また、データ整形にかかる時間を削減することで、従業員はより付加価値の高い分析や戦略立案に集中できるようになります。これは、個人の生産性向上だけでなく、組織全体の競争力強化にも繋がるでしょう。

Excelのデータ整形を効率化したいなら「例からの列」が最適解

ExcelのPower Queryに搭載されている「例からの列」機能は、複雑な数式やFlash Fillの限界を乗り越え、データ整形作業を劇的に効率化する強力なツールです。ユーザーがいくつかの例を示すだけで、Power Queryは高度なパターンを学習し、再利用可能で自動更新されるデータ変換ロジックを構築します。

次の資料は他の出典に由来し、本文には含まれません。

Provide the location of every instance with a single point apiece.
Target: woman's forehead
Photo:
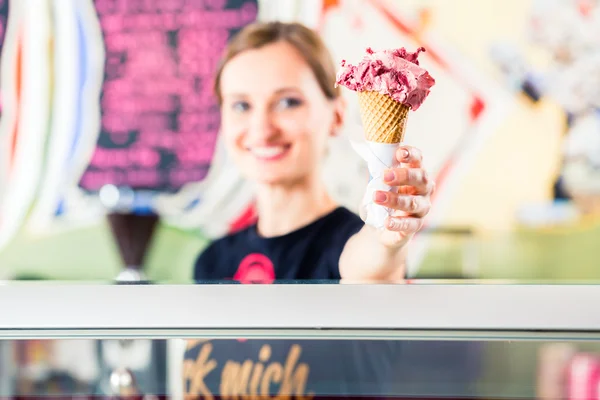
(267, 69)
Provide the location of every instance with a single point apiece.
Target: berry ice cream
(395, 73)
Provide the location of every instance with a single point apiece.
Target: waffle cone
(383, 118)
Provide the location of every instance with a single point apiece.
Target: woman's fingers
(415, 205)
(409, 155)
(415, 177)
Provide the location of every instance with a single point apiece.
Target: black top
(301, 369)
(311, 252)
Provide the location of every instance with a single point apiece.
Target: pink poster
(159, 117)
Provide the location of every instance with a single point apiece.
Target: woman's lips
(269, 153)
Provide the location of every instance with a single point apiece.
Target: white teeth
(267, 152)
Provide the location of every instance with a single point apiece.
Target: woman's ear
(339, 115)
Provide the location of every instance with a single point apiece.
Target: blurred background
(110, 161)
(106, 110)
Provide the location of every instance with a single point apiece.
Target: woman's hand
(380, 255)
(412, 201)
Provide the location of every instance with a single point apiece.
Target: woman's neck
(285, 208)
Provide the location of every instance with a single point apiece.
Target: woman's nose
(262, 126)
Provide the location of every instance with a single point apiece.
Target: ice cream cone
(383, 118)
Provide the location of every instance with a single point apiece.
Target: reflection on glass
(303, 369)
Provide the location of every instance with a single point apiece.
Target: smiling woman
(280, 106)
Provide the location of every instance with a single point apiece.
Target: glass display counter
(451, 340)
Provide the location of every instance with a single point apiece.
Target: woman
(279, 108)
(279, 103)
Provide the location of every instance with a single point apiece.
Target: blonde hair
(306, 41)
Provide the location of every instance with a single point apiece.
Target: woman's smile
(270, 152)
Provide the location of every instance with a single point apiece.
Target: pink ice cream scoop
(392, 72)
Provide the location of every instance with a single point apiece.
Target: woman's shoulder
(343, 217)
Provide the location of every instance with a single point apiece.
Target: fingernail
(405, 154)
(391, 223)
(389, 176)
(380, 197)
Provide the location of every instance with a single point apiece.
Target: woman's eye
(240, 106)
(289, 102)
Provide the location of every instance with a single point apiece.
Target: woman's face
(275, 118)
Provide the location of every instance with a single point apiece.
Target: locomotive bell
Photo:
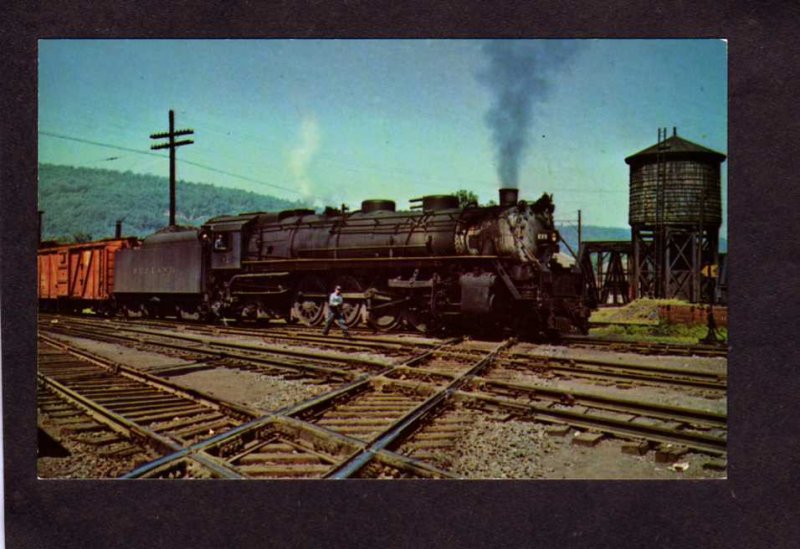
(508, 197)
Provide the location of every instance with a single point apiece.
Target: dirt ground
(518, 449)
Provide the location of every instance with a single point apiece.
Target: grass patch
(657, 333)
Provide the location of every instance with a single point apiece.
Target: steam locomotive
(433, 268)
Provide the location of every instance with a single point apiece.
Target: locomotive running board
(324, 264)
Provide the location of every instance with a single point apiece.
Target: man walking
(335, 302)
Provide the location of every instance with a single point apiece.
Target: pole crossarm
(172, 145)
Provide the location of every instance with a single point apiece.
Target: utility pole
(171, 145)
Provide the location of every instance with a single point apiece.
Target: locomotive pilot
(335, 303)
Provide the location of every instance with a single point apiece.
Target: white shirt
(335, 300)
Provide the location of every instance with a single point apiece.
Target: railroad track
(648, 348)
(391, 420)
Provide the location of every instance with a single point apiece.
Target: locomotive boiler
(433, 267)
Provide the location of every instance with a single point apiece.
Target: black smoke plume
(518, 75)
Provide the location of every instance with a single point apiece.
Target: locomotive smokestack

文字列からのID抽出、不揃いな氏名リストの標準化、複数列の結合と書式設定など、多岐にわたるデータ整形タスクを直感的な操作で実現できるため、データクリーニングに費やす時間を大幅に削減し、データ品質の向上に貢献します。デスクトップ版Excelのフル機能が利用できないWeb版Excelユーザー向けには、「Formula by Example」という代替手段も用意されており、同様の恩恵を受けることが可能です。

一度「例からの列」の便利さを体験すれば、手動でのデータ整形や複雑な数式に戻ることは考えられなくなるでしょう。データ処理の自動化と効率化を目指すすべてのExcelユーザーにとって、この機能はまさに必携のスキルと言えます。